When Christina Brown was in college, she got sick a lot.

"I had 15 UTIs in one year," she said. "Five bouts of bronchitis, two different pneumonias, a bunch of sinus infections."

She was diagnosed with common variable immunodeficiency, meaning her body doesn't make antibodies it needs to protect her from illness. Now, she injects herself with 100 milliliters of a plasma-derived drug each week.

"It's literally saved my life in every single way," Brown said. "I'm able to have a life and to be alive."

When she read the Immune Deficiency Foundation's warning of an impending plasma shortage, Brown's heart sank.

"I knew this meant people were going to die and I could be one of them," she said.

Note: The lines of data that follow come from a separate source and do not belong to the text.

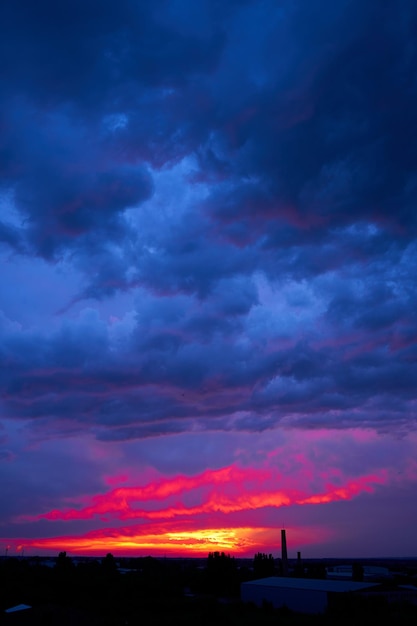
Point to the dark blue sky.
(208, 227)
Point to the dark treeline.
(116, 592)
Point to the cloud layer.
(208, 228)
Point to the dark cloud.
(247, 171)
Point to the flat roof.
(313, 584)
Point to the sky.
(208, 248)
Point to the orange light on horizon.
(192, 542)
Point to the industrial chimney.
(284, 556)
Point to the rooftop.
(335, 586)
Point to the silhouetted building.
(284, 555)
(304, 595)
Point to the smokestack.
(284, 556)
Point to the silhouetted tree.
(221, 573)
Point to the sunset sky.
(208, 284)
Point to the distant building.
(345, 572)
(304, 595)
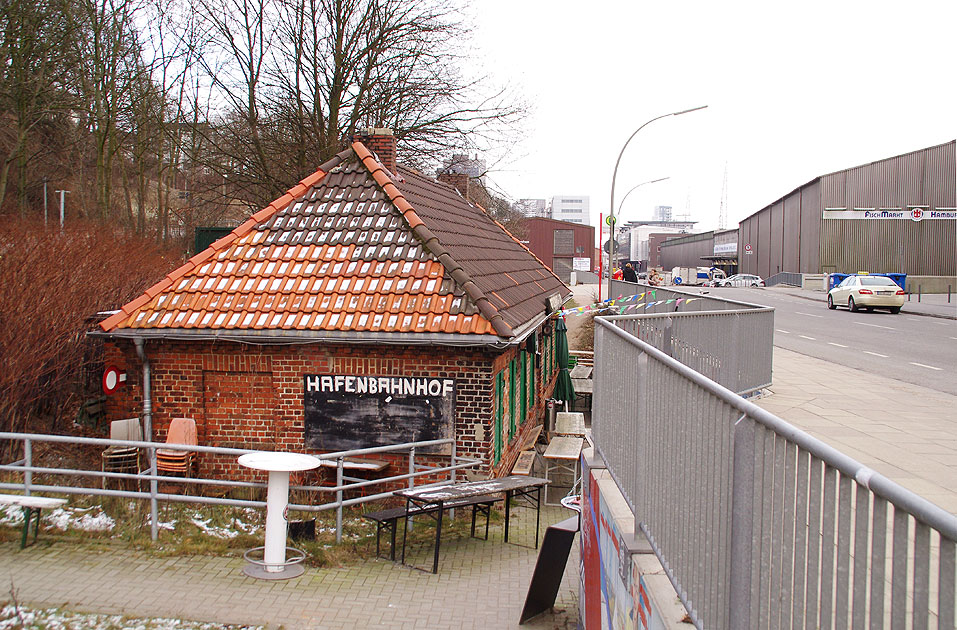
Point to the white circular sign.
(112, 377)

It takes seven to 12 months for plasma to go from a donor to the drug store shelf, so as the pandemic's drop in plasma supply catches up with production, patients like Brown are bracing themselves.

"I'm getting refills the day that I can get a refill, so maybe I can have an extra bottle or two on hand, because this is going to happen," Brown said. "It's not an 'if,' but a 'when' and 'to what extent' are we going to have this shortage."

For patients like Brown to access the life-saving drugs they need, global plasma donations have to rapidly increase. But as the system currently exists, that can't happen without drug companies relying on the desperation of some donors.

"The fact that they are providing a need to low-income Americans, I think is undeniable," said Ochoa, who believes both private industry and public policy can do more to protect donors. "That is the government that can step in to provide a safety net that is more adequate to the needs of Americans, particularly during difficult times."